Endpoint B (Answerer) receives, processes, and sends SDP:

v=0
o=Bob 2890844527 2890844527 IN IP4 10.0.0.50
s=A simple call
c=IN IP4 10.0.0.50
t=0 0
m=audio 6000 RTP/AVP 8 101
a=rtpmap:8 PCMA/8000
a=rtpmap:101 telephone-event/8000
a=fmtp:101 0-16
a=sendrecv

• Endpoint B answers, specifying its IP 10.0.0.50 and port 6000.
• It prefers PCMA (payload 8) and telephone-event (payload 101). It drops PCMU (payload 0) from the offer, meaning PCMA will be used for the call as it's the highest preference mutual codec.
• Both parties now know to send PCMA audio to the other's specified IP and port.

Diagram Hint:

Here's a simple sequence diagram illustrating the SDP Offer/Answer flow:

sequenceDiagram
    participant EndpointA
    participant SignalingServer
    participant EndpointB

    EndpointA->>SignalingServer: SIP INVITE (with SDP Offer)
    SignalingServer->>EndpointB: SIP INVITE (with SDP Offer)
    EndpointB->>EndpointB: Process SDP Offer (Select Codecs, Ports)
    EndpointB->>SignalingServer: SIP 200 OK (with SDP Answer)
    SignalingServer->>EndpointA: SIP 200 OK (with SDP Answer)
    EndpointA->>EndpointA: Process SDP Answer
    EndpointA->>EndpointB: Start RTP/SRTP Media (using agreed parameters)
    EndpointB->>EndpointA: Start RTP/SRTP Media (using agreed parameters)

Common Mistakes When Working with SDP

1. Codec Mismatch / Order: If the offerer proposes codecs A, B, C and the answerer only supports D, E, F, there's no common ground, and the call will fail or have no audio. The order in the m= line indicates preference, but the answerer makes the final choice among the common ones.
2. Incorrect c= Address (NAT Issues): One of the most frequent problems. If a device is behind a NAT, it might advertise its private IP address in the c= line. The remote party, unable to reach this private IP, will fail to establish media.

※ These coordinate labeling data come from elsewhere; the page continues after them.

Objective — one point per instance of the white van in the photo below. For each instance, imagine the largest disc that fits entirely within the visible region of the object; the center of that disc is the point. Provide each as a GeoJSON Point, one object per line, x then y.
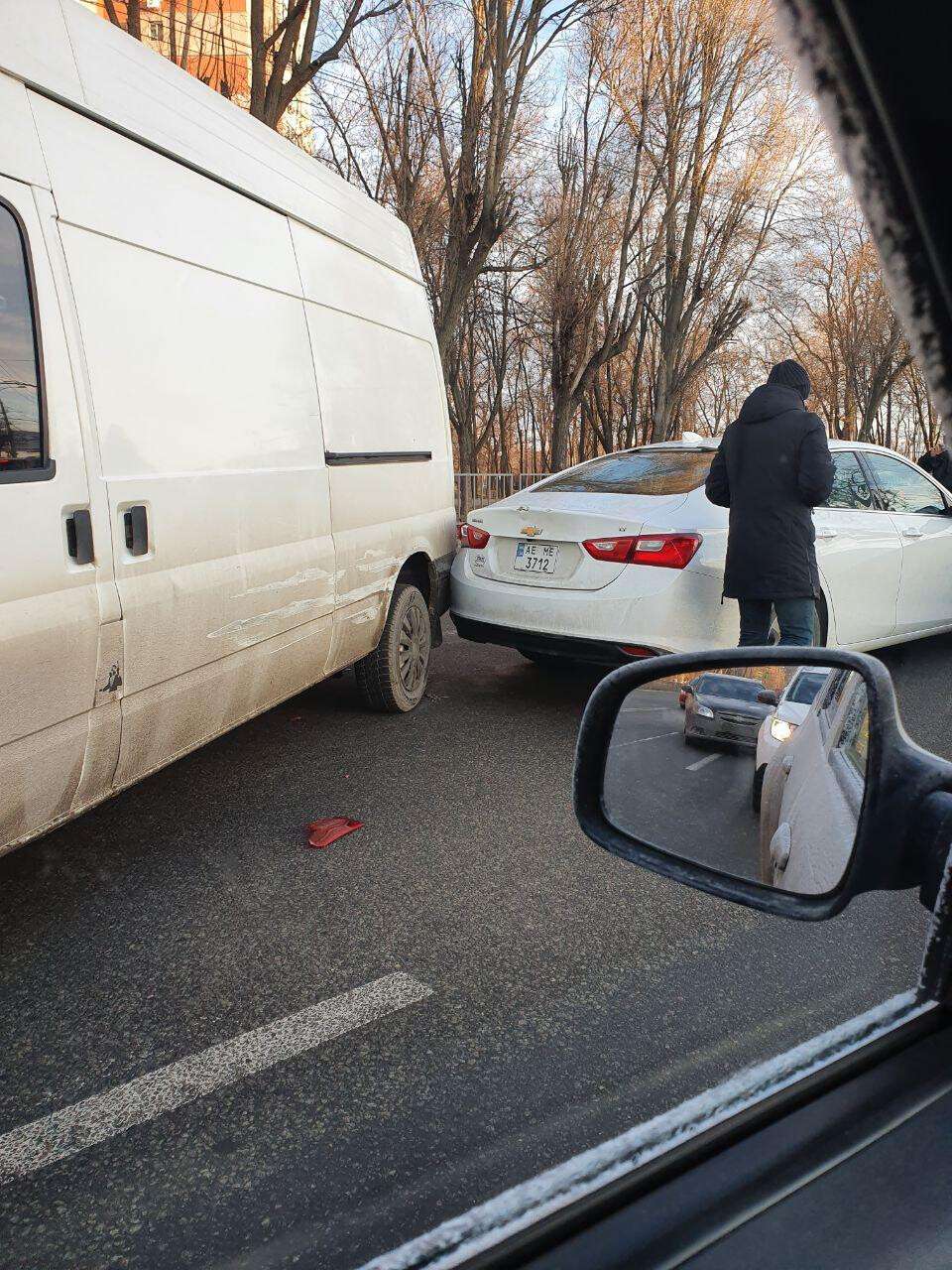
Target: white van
{"type": "Point", "coordinates": [225, 458]}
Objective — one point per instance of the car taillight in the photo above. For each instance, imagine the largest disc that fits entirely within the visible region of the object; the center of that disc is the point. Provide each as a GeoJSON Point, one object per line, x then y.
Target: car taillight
{"type": "Point", "coordinates": [662, 550]}
{"type": "Point", "coordinates": [470, 536]}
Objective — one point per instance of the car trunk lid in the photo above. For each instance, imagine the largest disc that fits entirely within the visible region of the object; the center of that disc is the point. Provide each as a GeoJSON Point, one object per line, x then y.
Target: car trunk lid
{"type": "Point", "coordinates": [526, 527]}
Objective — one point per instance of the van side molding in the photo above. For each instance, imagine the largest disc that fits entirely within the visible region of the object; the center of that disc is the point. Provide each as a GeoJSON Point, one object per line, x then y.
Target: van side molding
{"type": "Point", "coordinates": [352, 457]}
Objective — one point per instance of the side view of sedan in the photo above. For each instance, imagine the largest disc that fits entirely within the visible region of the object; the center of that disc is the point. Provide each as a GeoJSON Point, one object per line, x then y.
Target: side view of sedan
{"type": "Point", "coordinates": [792, 707]}
{"type": "Point", "coordinates": [812, 790]}
{"type": "Point", "coordinates": [622, 558]}
{"type": "Point", "coordinates": [725, 708]}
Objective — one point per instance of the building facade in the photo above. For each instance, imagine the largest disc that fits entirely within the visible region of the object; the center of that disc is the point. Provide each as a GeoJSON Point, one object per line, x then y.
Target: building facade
{"type": "Point", "coordinates": [212, 41]}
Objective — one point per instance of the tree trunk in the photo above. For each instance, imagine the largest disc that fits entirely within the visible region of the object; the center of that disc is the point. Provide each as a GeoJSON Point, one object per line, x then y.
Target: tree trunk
{"type": "Point", "coordinates": [562, 413]}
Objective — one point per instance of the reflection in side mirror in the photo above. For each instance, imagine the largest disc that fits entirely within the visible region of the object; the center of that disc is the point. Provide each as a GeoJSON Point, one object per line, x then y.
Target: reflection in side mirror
{"type": "Point", "coordinates": [757, 772]}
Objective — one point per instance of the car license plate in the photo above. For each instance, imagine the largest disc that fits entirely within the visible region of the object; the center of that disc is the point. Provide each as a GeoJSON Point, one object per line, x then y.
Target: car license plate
{"type": "Point", "coordinates": [536, 557]}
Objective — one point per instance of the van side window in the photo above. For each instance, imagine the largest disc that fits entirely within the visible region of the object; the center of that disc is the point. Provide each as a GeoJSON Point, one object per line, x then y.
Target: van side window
{"type": "Point", "coordinates": [21, 421]}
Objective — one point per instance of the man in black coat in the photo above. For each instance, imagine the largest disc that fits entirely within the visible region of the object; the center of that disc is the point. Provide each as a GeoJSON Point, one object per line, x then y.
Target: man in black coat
{"type": "Point", "coordinates": [772, 467]}
{"type": "Point", "coordinates": [938, 462]}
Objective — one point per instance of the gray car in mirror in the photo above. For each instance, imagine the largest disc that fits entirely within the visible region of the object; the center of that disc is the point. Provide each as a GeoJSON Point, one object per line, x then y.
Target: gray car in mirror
{"type": "Point", "coordinates": [844, 802]}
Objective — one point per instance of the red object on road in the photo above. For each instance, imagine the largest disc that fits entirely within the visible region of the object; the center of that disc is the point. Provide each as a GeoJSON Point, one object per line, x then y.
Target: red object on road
{"type": "Point", "coordinates": [321, 833]}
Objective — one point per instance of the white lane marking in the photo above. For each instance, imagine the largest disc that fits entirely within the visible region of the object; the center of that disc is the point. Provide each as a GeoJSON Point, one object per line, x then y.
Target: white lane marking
{"type": "Point", "coordinates": [104, 1115]}
{"type": "Point", "coordinates": [624, 743]}
{"type": "Point", "coordinates": [702, 762]}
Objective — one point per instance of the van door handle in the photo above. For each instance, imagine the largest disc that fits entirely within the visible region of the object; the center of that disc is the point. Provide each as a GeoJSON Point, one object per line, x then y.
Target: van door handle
{"type": "Point", "coordinates": [79, 536]}
{"type": "Point", "coordinates": [136, 526]}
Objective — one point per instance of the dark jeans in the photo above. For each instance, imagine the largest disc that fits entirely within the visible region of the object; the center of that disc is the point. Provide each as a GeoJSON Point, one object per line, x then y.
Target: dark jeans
{"type": "Point", "coordinates": [794, 619]}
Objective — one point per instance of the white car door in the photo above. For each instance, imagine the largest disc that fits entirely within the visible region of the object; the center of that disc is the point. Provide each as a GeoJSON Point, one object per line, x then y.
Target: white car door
{"type": "Point", "coordinates": [919, 509]}
{"type": "Point", "coordinates": [860, 554]}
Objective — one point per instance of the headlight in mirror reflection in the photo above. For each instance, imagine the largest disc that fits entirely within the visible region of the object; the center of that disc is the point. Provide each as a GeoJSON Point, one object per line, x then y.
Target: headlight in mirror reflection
{"type": "Point", "coordinates": [698, 807]}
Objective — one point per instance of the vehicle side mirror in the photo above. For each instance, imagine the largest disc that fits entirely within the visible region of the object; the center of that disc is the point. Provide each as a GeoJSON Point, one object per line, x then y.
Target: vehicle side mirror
{"type": "Point", "coordinates": [788, 817]}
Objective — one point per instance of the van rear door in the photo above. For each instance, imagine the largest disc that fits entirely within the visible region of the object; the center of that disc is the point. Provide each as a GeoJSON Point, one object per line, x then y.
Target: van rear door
{"type": "Point", "coordinates": [50, 613]}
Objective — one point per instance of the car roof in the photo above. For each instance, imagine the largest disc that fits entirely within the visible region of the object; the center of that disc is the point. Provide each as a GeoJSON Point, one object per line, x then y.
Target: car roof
{"type": "Point", "coordinates": [731, 679]}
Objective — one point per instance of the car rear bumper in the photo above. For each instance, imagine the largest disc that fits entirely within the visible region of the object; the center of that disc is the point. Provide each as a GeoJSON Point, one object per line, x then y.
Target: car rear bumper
{"type": "Point", "coordinates": [440, 599]}
{"type": "Point", "coordinates": [595, 652]}
{"type": "Point", "coordinates": [667, 610]}
{"type": "Point", "coordinates": [712, 731]}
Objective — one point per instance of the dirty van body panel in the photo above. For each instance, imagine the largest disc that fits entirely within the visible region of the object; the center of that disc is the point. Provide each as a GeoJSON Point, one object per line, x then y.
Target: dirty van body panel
{"type": "Point", "coordinates": [385, 429]}
{"type": "Point", "coordinates": [227, 463]}
{"type": "Point", "coordinates": [227, 572]}
{"type": "Point", "coordinates": [50, 611]}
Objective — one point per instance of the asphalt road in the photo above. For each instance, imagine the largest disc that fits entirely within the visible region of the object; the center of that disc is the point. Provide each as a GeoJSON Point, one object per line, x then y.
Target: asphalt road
{"type": "Point", "coordinates": [560, 994]}
{"type": "Point", "coordinates": [693, 802]}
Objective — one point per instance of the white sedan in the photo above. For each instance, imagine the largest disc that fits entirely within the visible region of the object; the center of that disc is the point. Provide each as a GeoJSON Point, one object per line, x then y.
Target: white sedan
{"type": "Point", "coordinates": [792, 707]}
{"type": "Point", "coordinates": [624, 557]}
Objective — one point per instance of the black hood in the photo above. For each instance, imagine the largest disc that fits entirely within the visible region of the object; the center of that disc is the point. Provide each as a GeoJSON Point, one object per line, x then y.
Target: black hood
{"type": "Point", "coordinates": [770, 400]}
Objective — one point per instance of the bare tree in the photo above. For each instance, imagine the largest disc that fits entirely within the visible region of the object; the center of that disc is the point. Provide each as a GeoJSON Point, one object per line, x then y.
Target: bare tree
{"type": "Point", "coordinates": [594, 282]}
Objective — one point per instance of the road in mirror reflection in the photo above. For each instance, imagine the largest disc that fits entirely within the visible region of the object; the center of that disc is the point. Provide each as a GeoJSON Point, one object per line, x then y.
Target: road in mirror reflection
{"type": "Point", "coordinates": [754, 771]}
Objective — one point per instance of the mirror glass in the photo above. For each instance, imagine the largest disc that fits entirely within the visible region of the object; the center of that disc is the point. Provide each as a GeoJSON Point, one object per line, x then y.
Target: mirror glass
{"type": "Point", "coordinates": [756, 771]}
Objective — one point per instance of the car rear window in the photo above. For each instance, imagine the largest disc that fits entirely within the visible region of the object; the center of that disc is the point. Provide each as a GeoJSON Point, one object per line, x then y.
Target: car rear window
{"type": "Point", "coordinates": [640, 471]}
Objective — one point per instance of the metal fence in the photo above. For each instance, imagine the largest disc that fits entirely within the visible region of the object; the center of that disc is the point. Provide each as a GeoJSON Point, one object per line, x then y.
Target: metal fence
{"type": "Point", "coordinates": [477, 489]}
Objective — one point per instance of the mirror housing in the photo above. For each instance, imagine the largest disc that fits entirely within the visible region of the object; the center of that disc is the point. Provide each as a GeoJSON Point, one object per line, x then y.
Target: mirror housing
{"type": "Point", "coordinates": [889, 852]}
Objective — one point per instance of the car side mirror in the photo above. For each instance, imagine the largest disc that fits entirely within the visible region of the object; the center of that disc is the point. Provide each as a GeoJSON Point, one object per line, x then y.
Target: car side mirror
{"type": "Point", "coordinates": [789, 817]}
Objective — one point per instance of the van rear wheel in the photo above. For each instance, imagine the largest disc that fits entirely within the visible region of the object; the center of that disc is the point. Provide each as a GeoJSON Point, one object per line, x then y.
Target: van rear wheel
{"type": "Point", "coordinates": [394, 676]}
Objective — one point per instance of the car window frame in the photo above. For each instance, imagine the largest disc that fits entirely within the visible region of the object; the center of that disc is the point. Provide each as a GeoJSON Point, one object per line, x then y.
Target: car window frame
{"type": "Point", "coordinates": [943, 498]}
{"type": "Point", "coordinates": [864, 468]}
{"type": "Point", "coordinates": [46, 468]}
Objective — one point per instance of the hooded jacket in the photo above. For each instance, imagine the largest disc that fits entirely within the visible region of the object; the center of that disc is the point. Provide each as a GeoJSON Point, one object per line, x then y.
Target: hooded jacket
{"type": "Point", "coordinates": [938, 466]}
{"type": "Point", "coordinates": [772, 467]}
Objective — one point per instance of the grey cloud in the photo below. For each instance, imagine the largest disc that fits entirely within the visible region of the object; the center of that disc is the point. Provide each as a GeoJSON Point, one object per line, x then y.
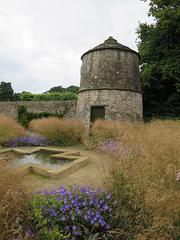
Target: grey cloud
{"type": "Point", "coordinates": [41, 41]}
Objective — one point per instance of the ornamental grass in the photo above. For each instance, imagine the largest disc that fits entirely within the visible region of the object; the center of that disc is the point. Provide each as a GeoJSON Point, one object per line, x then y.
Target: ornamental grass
{"type": "Point", "coordinates": [9, 129]}
{"type": "Point", "coordinates": [13, 201]}
{"type": "Point", "coordinates": [60, 132]}
{"type": "Point", "coordinates": [144, 180]}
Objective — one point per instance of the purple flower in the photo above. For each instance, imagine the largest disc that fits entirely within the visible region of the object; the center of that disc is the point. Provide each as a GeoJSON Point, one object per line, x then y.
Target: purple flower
{"type": "Point", "coordinates": [75, 210]}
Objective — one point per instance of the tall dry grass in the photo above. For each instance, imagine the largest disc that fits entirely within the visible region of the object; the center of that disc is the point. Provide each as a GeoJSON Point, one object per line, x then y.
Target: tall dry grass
{"type": "Point", "coordinates": [9, 129]}
{"type": "Point", "coordinates": [59, 131]}
{"type": "Point", "coordinates": [13, 200]}
{"type": "Point", "coordinates": [143, 179]}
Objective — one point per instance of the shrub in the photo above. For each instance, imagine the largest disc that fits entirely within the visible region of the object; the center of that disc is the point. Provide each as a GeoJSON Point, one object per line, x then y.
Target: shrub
{"type": "Point", "coordinates": [13, 200]}
{"type": "Point", "coordinates": [32, 140]}
{"type": "Point", "coordinates": [9, 129]}
{"type": "Point", "coordinates": [24, 117]}
{"type": "Point", "coordinates": [59, 132]}
{"type": "Point", "coordinates": [72, 214]}
{"type": "Point", "coordinates": [145, 182]}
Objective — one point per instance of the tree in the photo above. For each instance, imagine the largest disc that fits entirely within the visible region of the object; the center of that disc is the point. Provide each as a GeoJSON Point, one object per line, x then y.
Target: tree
{"type": "Point", "coordinates": [72, 88]}
{"type": "Point", "coordinates": [6, 91]}
{"type": "Point", "coordinates": [57, 89]}
{"type": "Point", "coordinates": [159, 48]}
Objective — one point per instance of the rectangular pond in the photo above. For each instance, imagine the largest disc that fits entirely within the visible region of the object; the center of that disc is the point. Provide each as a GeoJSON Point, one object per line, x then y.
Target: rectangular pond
{"type": "Point", "coordinates": [41, 157]}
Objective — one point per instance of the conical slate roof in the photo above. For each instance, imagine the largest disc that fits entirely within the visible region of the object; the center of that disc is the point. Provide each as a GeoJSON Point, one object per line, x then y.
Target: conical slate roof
{"type": "Point", "coordinates": [110, 43]}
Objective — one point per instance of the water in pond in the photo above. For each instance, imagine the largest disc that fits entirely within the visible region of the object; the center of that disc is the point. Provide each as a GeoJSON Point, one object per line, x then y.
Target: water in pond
{"type": "Point", "coordinates": [42, 158]}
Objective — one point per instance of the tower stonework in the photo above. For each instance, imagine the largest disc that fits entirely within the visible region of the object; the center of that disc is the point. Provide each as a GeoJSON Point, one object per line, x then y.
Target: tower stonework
{"type": "Point", "coordinates": [110, 87]}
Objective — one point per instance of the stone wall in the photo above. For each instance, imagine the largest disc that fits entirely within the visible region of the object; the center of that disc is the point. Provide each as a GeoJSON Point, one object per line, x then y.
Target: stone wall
{"type": "Point", "coordinates": [9, 109]}
{"type": "Point", "coordinates": [110, 69]}
{"type": "Point", "coordinates": [119, 105]}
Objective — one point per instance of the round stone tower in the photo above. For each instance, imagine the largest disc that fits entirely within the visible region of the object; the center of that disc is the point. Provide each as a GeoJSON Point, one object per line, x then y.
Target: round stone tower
{"type": "Point", "coordinates": [110, 87]}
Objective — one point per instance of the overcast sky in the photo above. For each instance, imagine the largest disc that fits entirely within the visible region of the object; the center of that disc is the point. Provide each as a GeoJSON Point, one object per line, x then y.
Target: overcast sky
{"type": "Point", "coordinates": [41, 41]}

Solutions like STUN/TURN servers (using a=candidate attributes within ICE) help resolve this by discovering public IP addresses.
3. Missing rtpmap or fmtp: For dynamic payload types or complex codecs, omitting rtpmap prevents the mapping from payload type to codec, and missing fmtp can lead to improper codec initialization or suboptimal performance.
4. Attribute Placement: Misplacing an attribute (e.g., putting a media-specific attribute like a=ptime at the session level when it should apply only to audio) can lead to unintended behavior or parsing errors.
5. Unreachable Ports: The m= line specifies a port. If this port is blocked by a firewall or not properly configured for media reception, the call will experience one-way audio or no audio.

Related Terms for Further Reading:

• What is SDP?: A foundational overview of the Session Description Protocol.
• SDP Offer/Answer Model: Dive deeper into how endpoints negotiate session parameters.
• RTP vs. SRTP: Understand how media is transported and secured after SDP negotiation.
• ICE, STUN, TURN: Protocols used in conjunction with SDP to handle NAT traversal and establish direct media paths. (Consider adding these to blog topics or a series).
• Payload Type: The identifier in RTP packets that refers to the codec agreed upon in SDP.

By mastering these core SDP lines and understanding their interplay, you'll gain invaluable insight into the mechanics of real-time communication, enabling you to build more robust systems and troubleshoot issues with confidence.